Doris Derby
*Doris Derby was born on this date in 1939. She was a Black activist, documentary photographer, director, and adjunct associate professor.
Doris Adelaide Derby's parents met in New York and married in the mid-1930s. She was raised in Williamsbridge, the outskirts of the Bronx. While in a predominantly white elementary school, she noticed a lack of black representation in her textbooks, movies, advertisements, and the arts. For this reason, she was motivated to make a change.
In elementary school, she began to study dance formally and received a scholarship to study at the Katherine Dunham African dance classes at the Harlem YMCA. Derby's association with the American Civil Rights movement began when she joined the NAACP Youth Chapter in her hometown church at 16. She continued her association with the Student Nonviolent Coordinating Committee (SNCC) while attending Hunter College in New York. She was a Christian Human Relations Group member at the college, where they discussed segregation, sit-ins, and the Freedom Riders.
In 1960, Derby was approaching her last year in college when she visited countries such as Nigeria, France, and Italy. She began appreciating cultural differences and learning about the countries' struggles. She also visited the Navajo Indian Reservation, where she saw the economic inequalities the population was experiencing. In 1963, Derby, an elementary school teacher, was recruited to work in an adult literacy program initiated by the SNCC at Tougaloo College in Mississippi.
During this time, Derby roomed with Sandra "Casey" Hayden and Hellen Jean O'Neal-McCray, who developed literacy materials to help prepare blacks to pass the required yet discriminatory literacy test for voter eligibility in Mississippi. Derby made many contributions during her time at Tougaloo College with John O'Neal, another SNCC worker on the literacy project, and Gilbert Moses, a journalist for the Jackson Free Press.

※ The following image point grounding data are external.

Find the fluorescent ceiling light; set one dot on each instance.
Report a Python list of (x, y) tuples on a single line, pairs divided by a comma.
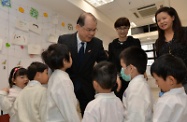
[(133, 24), (153, 19), (97, 3)]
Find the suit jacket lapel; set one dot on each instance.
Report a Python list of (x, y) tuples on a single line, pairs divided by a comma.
[(74, 48)]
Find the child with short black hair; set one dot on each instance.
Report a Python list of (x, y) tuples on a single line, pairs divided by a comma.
[(30, 105), (17, 81), (106, 107), (137, 98), (61, 103), (169, 73)]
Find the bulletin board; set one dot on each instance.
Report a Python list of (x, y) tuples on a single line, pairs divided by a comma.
[(26, 29)]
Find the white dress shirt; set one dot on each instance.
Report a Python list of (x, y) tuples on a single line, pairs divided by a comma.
[(171, 107), (106, 107), (61, 103), (138, 101)]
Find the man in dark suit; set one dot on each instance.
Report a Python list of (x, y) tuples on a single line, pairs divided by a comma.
[(81, 70)]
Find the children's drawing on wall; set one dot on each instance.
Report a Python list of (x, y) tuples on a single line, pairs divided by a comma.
[(21, 10), (19, 39), (1, 44), (6, 3), (4, 64), (7, 45), (53, 38), (34, 13), (34, 49), (35, 28), (63, 24), (22, 25), (70, 27)]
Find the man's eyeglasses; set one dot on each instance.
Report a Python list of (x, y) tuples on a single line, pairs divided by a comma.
[(89, 30)]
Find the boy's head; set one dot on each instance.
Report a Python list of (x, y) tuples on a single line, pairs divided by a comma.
[(168, 71), (104, 75), (133, 59), (38, 71), (57, 56)]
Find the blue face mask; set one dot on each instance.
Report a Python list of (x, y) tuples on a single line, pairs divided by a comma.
[(125, 77)]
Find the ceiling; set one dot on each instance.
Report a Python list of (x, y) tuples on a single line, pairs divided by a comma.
[(108, 13)]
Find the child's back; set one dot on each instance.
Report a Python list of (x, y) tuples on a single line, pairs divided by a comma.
[(17, 81), (30, 105), (169, 73), (137, 98), (138, 101), (171, 107), (106, 107)]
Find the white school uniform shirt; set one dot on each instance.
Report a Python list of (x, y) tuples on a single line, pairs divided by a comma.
[(61, 102), (30, 105), (7, 101), (171, 107), (138, 101), (106, 107)]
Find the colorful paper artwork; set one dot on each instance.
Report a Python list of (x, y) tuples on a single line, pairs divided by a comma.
[(19, 39), (34, 49), (6, 3), (21, 10), (22, 25), (45, 14), (70, 27), (63, 24), (35, 28), (1, 44), (34, 13), (53, 38)]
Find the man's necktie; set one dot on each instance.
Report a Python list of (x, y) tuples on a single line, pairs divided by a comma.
[(81, 53)]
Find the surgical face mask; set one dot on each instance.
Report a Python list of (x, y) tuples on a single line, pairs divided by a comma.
[(124, 76)]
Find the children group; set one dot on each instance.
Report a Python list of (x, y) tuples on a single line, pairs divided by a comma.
[(28, 100)]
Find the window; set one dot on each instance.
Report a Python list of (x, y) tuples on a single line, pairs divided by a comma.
[(149, 49)]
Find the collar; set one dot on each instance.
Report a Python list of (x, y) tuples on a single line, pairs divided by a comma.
[(175, 91), (105, 95)]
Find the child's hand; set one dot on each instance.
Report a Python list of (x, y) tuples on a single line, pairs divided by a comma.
[(6, 90), (118, 81)]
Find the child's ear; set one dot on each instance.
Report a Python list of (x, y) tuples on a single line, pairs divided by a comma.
[(172, 80), (38, 75)]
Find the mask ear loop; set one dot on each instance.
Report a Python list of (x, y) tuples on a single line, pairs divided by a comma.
[(15, 70)]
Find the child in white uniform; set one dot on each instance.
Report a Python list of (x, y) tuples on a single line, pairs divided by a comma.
[(30, 105), (61, 103), (17, 81), (169, 73), (106, 107), (137, 98)]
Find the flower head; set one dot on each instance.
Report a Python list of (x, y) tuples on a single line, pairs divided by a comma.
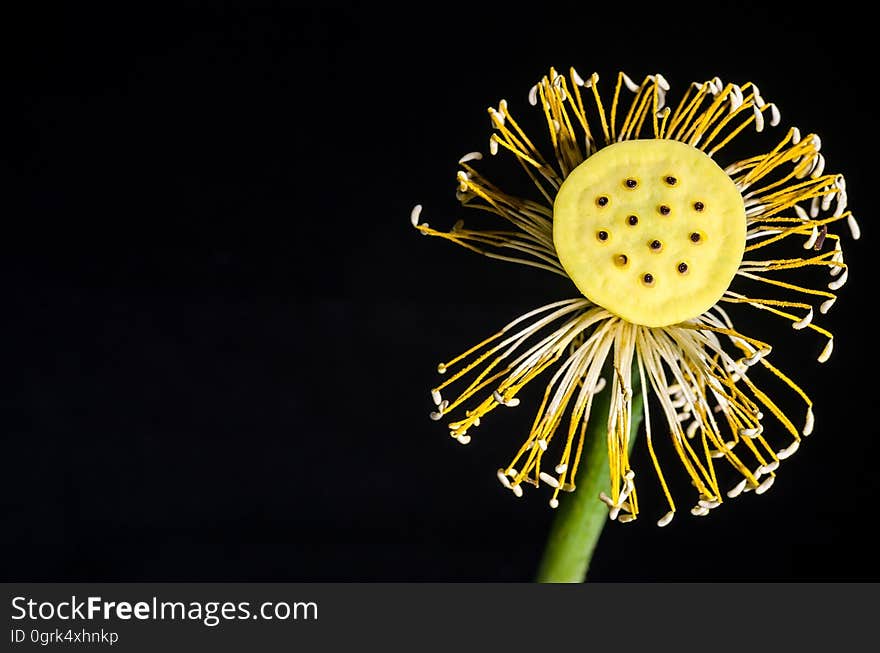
[(657, 235)]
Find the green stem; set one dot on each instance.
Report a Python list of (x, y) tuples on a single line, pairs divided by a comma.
[(581, 516)]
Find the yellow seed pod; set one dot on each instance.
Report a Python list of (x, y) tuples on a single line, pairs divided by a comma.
[(652, 230)]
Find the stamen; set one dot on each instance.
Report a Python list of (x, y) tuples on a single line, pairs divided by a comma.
[(661, 82), (769, 467), (837, 283), (752, 432), (782, 454), (765, 485), (819, 167), (802, 323), (665, 519), (759, 118), (631, 85), (814, 236), (826, 353), (471, 156), (808, 422), (854, 229), (737, 489)]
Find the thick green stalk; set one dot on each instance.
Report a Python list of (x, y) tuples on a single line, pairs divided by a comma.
[(581, 516)]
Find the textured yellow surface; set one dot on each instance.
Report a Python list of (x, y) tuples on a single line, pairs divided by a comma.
[(652, 230)]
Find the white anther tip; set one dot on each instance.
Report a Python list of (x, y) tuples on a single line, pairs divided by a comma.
[(415, 214), (838, 283), (809, 421), (759, 118), (665, 519), (630, 84), (661, 82), (826, 353), (765, 485), (854, 229), (789, 450)]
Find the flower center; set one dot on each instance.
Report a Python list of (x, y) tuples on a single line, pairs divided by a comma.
[(652, 230)]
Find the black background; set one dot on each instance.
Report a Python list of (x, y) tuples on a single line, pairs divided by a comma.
[(220, 330)]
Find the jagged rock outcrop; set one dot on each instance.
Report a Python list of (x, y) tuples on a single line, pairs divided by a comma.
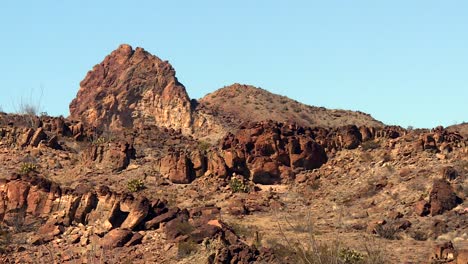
[(115, 217), (268, 151), (112, 155), (132, 86)]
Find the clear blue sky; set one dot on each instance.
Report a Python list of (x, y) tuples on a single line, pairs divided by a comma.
[(404, 62)]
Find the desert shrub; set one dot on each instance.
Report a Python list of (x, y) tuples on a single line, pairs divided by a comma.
[(312, 251), (387, 231), (387, 157), (419, 235), (371, 144), (204, 146), (238, 185), (184, 228), (350, 256), (366, 157), (186, 248), (28, 167), (135, 185), (5, 239)]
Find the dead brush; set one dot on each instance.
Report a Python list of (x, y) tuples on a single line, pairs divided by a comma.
[(312, 251)]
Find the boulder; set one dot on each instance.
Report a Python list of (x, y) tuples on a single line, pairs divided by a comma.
[(116, 238), (442, 197)]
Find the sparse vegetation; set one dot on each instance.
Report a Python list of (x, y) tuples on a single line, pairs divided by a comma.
[(313, 251), (28, 167), (186, 248), (371, 144), (387, 231), (238, 185), (135, 185), (5, 239), (419, 235), (204, 146)]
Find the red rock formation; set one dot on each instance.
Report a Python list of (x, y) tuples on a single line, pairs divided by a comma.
[(263, 151), (132, 86)]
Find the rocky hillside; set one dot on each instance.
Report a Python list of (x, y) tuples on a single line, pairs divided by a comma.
[(132, 88), (248, 103), (462, 128), (130, 177)]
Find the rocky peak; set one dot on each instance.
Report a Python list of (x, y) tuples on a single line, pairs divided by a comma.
[(132, 87)]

Most notably, she co-founded the Free Southern Theater (FST). Derby felt that a repertory theater company could travel throughout the state and incorporate all the arts by developing a cultural format. It created space for interaction with the people in the movement and the grassroots community who had suffered the most. The theater would be a vehicle that could inform and perhaps reveal new creative strategies to deal with the institution of Jim Crow segregation. "We needed to look into ourselves in order to empower ourselves and reclaim the freedom we did not have in Mississippi and other southern states." Derby saw a need to create a cultural, artistic tool that could involve, inspire, enlighten, and galvanize black people to think critically and create for themselves.

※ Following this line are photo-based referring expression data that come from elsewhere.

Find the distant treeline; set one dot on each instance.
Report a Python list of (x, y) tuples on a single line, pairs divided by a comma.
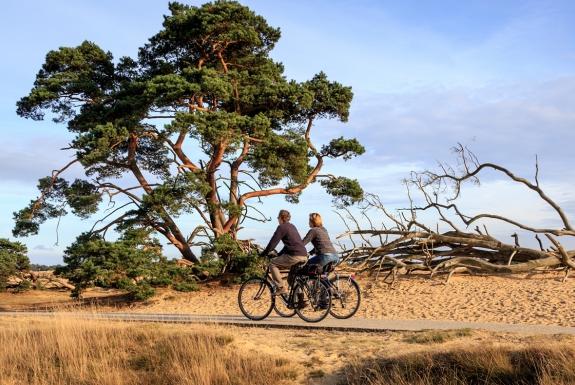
[(36, 267)]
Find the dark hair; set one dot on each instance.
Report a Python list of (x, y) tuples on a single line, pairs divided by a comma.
[(284, 215)]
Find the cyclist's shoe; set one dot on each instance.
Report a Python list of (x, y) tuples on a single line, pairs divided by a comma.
[(301, 302)]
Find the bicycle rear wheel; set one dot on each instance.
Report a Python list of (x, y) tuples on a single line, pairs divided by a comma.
[(317, 297), (255, 298), (345, 297), (282, 309)]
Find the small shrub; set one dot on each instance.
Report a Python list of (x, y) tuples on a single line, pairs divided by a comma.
[(23, 285), (186, 286)]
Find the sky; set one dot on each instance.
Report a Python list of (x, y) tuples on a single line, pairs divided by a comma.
[(497, 76)]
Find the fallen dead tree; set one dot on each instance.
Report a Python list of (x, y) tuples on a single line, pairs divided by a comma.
[(401, 243)]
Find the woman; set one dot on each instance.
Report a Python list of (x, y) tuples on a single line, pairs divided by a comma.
[(322, 246)]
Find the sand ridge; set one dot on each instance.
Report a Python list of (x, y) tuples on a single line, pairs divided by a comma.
[(540, 299)]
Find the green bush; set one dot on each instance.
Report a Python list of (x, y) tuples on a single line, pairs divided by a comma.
[(133, 263), (186, 286)]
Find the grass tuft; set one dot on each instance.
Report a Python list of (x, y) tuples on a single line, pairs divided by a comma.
[(72, 352), (553, 364)]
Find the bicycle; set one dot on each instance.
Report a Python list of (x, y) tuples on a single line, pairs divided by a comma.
[(308, 296), (345, 295)]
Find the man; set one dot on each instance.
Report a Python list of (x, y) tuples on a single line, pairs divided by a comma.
[(292, 253)]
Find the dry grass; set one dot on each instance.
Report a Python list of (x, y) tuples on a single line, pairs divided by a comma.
[(42, 352), (550, 364)]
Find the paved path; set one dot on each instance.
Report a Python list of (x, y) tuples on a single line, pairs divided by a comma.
[(353, 324)]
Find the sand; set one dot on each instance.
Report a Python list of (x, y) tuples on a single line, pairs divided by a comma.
[(538, 299)]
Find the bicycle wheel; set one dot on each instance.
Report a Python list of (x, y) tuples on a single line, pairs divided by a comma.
[(317, 298), (345, 297), (255, 298), (280, 306)]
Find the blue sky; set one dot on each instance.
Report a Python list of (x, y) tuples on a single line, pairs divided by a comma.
[(496, 75)]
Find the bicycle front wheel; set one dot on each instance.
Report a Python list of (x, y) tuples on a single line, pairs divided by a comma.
[(281, 307), (317, 300), (255, 298), (345, 297)]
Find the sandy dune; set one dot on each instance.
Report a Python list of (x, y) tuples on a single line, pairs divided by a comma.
[(542, 299)]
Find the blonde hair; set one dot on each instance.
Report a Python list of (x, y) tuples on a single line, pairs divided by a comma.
[(284, 215), (315, 220)]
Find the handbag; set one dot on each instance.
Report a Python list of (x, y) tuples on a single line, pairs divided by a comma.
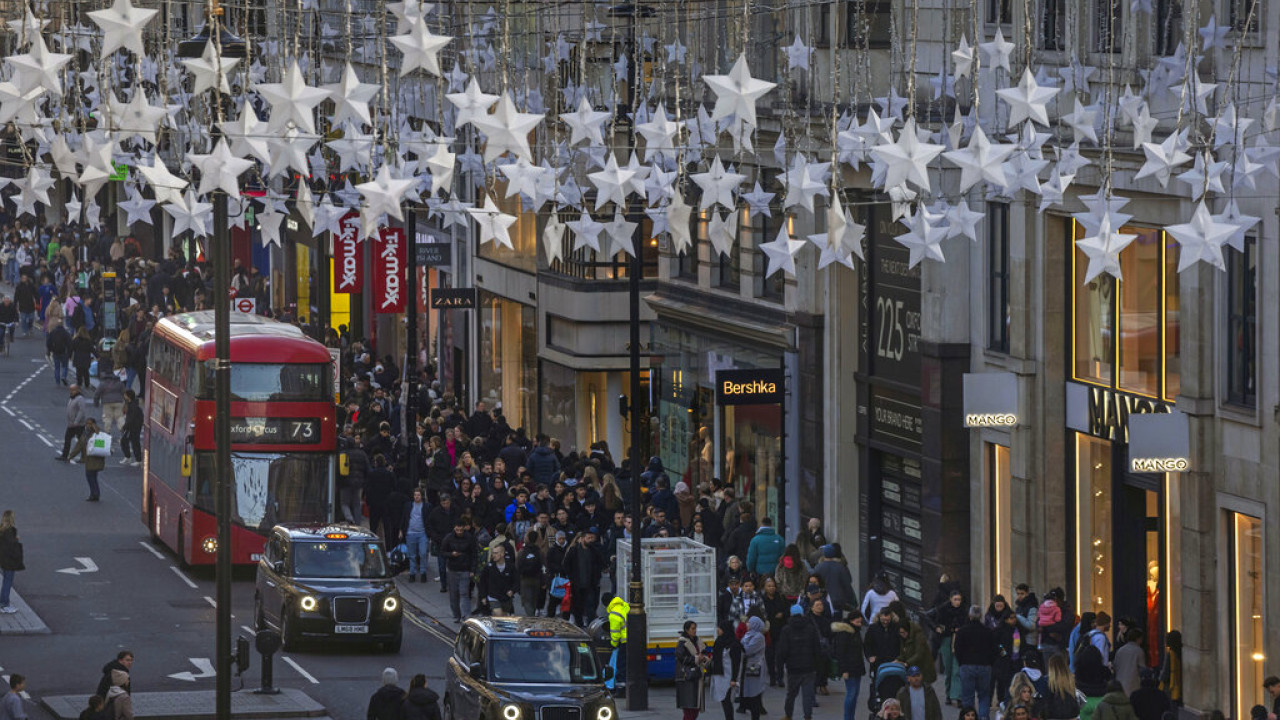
[(100, 445)]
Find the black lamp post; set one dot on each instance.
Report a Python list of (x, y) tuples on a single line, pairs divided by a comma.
[(219, 247)]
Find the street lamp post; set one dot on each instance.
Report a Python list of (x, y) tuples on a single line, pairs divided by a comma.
[(219, 247)]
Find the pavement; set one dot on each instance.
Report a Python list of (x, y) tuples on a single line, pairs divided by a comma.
[(24, 621)]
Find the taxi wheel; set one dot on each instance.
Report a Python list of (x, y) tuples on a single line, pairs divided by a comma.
[(289, 638)]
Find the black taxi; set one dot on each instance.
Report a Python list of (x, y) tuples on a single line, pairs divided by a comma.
[(525, 669), (329, 582)]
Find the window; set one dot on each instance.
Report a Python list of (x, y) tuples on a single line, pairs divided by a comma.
[(1248, 643), (1109, 26), (997, 264), (1000, 12), (1054, 24), (1125, 333), (868, 23), (1169, 26), (1244, 16), (1242, 324)]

The theater allowed black people to creatively take on issues within the context of the civil rights movement. It sparked social change, justice, equal opportunity, and citizenship, regardless of race. From 1963 to 1972, Derby served as an SNCC field secretary in various capacities in Jackson, Mississippi, in the Council of Federated Organizations (COFO), the Mississippi Freedom Democratic Party (MFDP), the Poor Peoples' Corporation (PPC), and the Child Development Group of Mississippi (CDGM) Head start Program.
During this period, she worked on preparations for Freedom Summer, taught in various educational enrichment programs, and promoted local arts and culture. She also helped incorporate Liberty House Cooperative Marketing, an arm of the PPC. Derby was also involved in these groups' marketing, public relations, and training.

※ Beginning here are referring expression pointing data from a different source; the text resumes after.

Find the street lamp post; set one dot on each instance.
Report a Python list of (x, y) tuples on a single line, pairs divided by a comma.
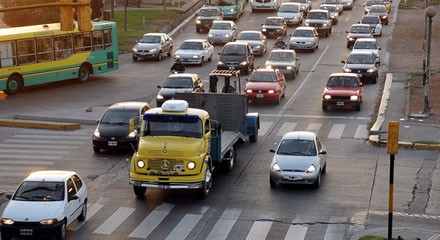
[(430, 13)]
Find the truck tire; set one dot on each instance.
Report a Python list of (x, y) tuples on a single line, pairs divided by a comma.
[(206, 185), (139, 191), (229, 160)]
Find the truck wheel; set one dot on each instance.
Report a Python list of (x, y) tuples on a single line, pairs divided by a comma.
[(206, 185), (139, 191), (229, 161)]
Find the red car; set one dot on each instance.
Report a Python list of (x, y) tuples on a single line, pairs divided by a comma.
[(266, 84), (343, 90)]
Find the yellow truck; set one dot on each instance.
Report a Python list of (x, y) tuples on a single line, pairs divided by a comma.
[(184, 141)]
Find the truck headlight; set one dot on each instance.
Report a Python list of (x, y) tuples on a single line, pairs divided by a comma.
[(140, 164)]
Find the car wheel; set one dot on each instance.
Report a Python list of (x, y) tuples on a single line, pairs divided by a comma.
[(206, 184), (83, 214), (139, 191)]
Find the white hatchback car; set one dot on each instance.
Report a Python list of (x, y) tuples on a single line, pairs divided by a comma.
[(44, 204)]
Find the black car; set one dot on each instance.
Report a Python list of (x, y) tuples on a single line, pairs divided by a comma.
[(113, 130), (181, 82), (236, 56)]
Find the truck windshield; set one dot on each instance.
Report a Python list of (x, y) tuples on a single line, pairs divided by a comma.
[(172, 125)]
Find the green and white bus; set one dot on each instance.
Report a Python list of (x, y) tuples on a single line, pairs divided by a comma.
[(232, 9), (40, 54)]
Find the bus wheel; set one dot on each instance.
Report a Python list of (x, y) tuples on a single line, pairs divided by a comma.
[(14, 84), (84, 73)]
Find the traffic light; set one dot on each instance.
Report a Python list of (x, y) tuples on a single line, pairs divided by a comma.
[(66, 16), (84, 13)]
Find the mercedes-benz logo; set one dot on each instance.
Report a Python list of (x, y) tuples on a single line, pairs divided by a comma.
[(165, 165)]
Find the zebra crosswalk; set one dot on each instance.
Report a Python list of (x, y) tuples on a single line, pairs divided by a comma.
[(334, 228)]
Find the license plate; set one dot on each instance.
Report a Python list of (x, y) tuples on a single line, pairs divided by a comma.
[(26, 232)]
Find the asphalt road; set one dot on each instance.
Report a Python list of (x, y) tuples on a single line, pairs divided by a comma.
[(241, 204)]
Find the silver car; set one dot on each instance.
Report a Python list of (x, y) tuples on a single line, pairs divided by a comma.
[(257, 40), (287, 61), (222, 32), (300, 158), (153, 45)]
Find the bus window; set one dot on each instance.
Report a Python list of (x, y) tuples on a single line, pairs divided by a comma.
[(45, 49), (7, 54), (107, 38), (26, 51), (63, 46), (97, 40)]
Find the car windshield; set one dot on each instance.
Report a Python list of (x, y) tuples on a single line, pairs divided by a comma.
[(40, 191), (273, 22), (119, 116), (150, 39), (370, 20), (178, 82), (289, 8), (297, 147), (317, 15), (360, 59), (281, 56), (221, 26), (208, 12), (191, 46), (234, 50), (365, 45), (302, 33), (360, 29), (263, 77), (342, 82), (249, 36)]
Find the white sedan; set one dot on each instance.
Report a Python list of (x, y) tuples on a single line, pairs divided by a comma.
[(195, 51), (44, 204)]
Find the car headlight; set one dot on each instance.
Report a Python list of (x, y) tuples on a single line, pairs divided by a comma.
[(191, 165), (140, 164), (7, 221), (96, 133), (49, 221), (276, 168), (311, 169)]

In 1967, she joined Southern Media, Inc., a documentary, photography, and filmmaking group in Jackson, Mississippi, that traveled throughout the state to document people's lives, struggles, initiatives, and gains in and around the movement. She lectured and exhibited at Jackson State College on African art and culture. Derby left Mississippi in 1972 and focused on African and African American studies. She earned an MA and a Ph.D. in social anthropology from the University of Illinois at Urbana–Champaign. In 1990, she joined Georgia State University as an adjunct associate professor of anthropology.
Derby lived in Atlanta, Georgia, with her husband, actor Bob Banks, whom she married in 1995. They were active leaders in their community and members of local and national organizations. She was the founding director of the Office of African American Student Services and Programs (OAASSP). Her department's achievements included retaining and graduating many black students and enhancing cultural and educational ties between African, Caribbean, Latin, and African American students and the community.
She co-founded the Performing and Visual Arts Council (PVAC) at Georgia State University in 2008. At the end of 2012, Derby retired from Georgia State University after 22 years of service. She also taught at the College of Charleston, the University of Illinois, and the University of Wisconsin. Her "trials and tribulations" in the SNCC and FST in Mississippi are reflected in her independently published book Poetagraphy: Artistic Reflections of a Mississippi Lifeline in Words and Images: 1963–1972 (2019). On March 28, 2022, Doris Derby died in Atlanta from cancer at 82.